The hidden problem of loneliness now affects so many people’s lives across Britain that the government announced it was appointing a minister for loneliness.
In Wimbledon, two businesses have decided not to wait for a government minister to do something, and have set up their own projects to help people feel less isolated.
This month the Alexandra pub started Meet Up Mondays, offering a free lunch to anyone who wants to drop in between 12 and 2 to get some human contact. Meanwhile the Sound Lounge has timetabled Thursday at 11am as Friendship Hour, inviting people to bring a lonely friend along and enjoy free coffee or tea.
Culture Vulture and photographer Rebecca Cresta visited Meet Up Monday, and found it packed and animated with chatter. Pub landlord Mick Dore had organised a pub quiz to encourage people to get into teams and talk.
“Who is the film star who made 142 films, including True Grit?” asked Mick, as 36 heads bent down over their quiz papers. Local businesses have contributed prizes for a raffle.
To ensure the anti-loneliness drop in is as inclusive as possible, the sandwiches, baskets of chips and tea and coffee on offer are free. But although poverty is a cause of loneliness, shortage of money did not seem to be a common theme.
From the New Zealander far from home in his 20s to the Wimbledon great grandmother with mobility issues in her 80s, it was a surprisingly diverse group. The main thing they all had in common was a yearning to talk to another human being.
“People don’t open their doors to each other like they used to. I don’t know my neighbours,” said pensioner Angela, who has lived in Merton most of her life.

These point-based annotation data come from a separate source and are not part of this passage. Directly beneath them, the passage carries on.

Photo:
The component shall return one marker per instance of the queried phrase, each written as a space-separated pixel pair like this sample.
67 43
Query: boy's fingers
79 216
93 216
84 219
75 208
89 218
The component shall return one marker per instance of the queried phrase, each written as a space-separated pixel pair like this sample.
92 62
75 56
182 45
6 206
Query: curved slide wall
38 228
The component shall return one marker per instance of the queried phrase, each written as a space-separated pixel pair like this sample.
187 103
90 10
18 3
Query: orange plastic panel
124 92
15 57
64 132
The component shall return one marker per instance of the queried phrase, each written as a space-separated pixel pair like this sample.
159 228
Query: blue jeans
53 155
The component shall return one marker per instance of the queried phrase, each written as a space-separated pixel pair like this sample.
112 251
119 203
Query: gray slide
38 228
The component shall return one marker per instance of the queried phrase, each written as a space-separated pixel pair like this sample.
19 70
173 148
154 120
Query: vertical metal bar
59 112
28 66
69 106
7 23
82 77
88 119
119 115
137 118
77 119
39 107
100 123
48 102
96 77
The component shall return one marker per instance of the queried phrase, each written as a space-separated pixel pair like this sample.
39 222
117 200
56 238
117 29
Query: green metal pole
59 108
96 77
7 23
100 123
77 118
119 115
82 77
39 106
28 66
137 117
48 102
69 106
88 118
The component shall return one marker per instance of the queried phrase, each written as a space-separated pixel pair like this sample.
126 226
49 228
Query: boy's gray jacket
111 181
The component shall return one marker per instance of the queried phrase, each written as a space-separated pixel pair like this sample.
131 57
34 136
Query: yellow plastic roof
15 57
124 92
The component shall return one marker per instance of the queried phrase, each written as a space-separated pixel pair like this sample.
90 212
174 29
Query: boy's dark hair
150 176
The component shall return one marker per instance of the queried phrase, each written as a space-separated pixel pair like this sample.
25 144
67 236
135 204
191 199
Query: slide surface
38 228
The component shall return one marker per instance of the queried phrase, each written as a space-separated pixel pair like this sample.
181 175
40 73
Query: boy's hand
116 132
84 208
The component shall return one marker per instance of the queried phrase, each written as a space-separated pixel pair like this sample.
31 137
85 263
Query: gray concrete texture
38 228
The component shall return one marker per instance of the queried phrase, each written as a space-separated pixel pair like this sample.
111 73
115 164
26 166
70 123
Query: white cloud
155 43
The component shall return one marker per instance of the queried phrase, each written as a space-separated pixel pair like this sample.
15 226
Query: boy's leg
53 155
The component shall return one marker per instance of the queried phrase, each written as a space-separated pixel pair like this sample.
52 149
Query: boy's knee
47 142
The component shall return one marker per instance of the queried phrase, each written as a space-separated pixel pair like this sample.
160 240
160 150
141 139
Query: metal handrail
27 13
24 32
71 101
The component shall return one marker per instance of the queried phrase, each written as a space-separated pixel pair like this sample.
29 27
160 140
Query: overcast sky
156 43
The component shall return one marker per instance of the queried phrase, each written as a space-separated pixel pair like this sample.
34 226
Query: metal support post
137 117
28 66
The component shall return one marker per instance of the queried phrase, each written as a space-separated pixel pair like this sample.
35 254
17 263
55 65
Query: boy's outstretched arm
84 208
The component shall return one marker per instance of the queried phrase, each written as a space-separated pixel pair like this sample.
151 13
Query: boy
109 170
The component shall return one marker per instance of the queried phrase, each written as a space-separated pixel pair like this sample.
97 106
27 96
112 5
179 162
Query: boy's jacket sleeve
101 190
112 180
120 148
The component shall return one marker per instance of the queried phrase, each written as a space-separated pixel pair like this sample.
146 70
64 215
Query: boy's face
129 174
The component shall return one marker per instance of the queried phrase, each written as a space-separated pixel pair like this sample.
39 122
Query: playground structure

Mick has hit the national news several times for his public-spirited ideas. The Alex has been offering free Christmas lunch to people on their own, and this year 62 people turned up. Mick recognises some of the Meet Up Monday crowd as Christmas Day customers. A report on ITV News helped word of Meet Up Monday to spread, as most of the attendees are not on social media. Two ladies had come all the way from north London after seeing the television coverage.
“We know from Christmas Day that there are so many people out there, so many. But Christmas is just one day. I can’t just forget about those people for the rest of the year,” said Mick, explaining why he started the drop in.
He aims to create a friendly atmosphere so people can relax and have a laugh. “That lady over there with the stripy jumper was nervous as a kitten when she came in, but now she’s nattering away with people,” Mick said.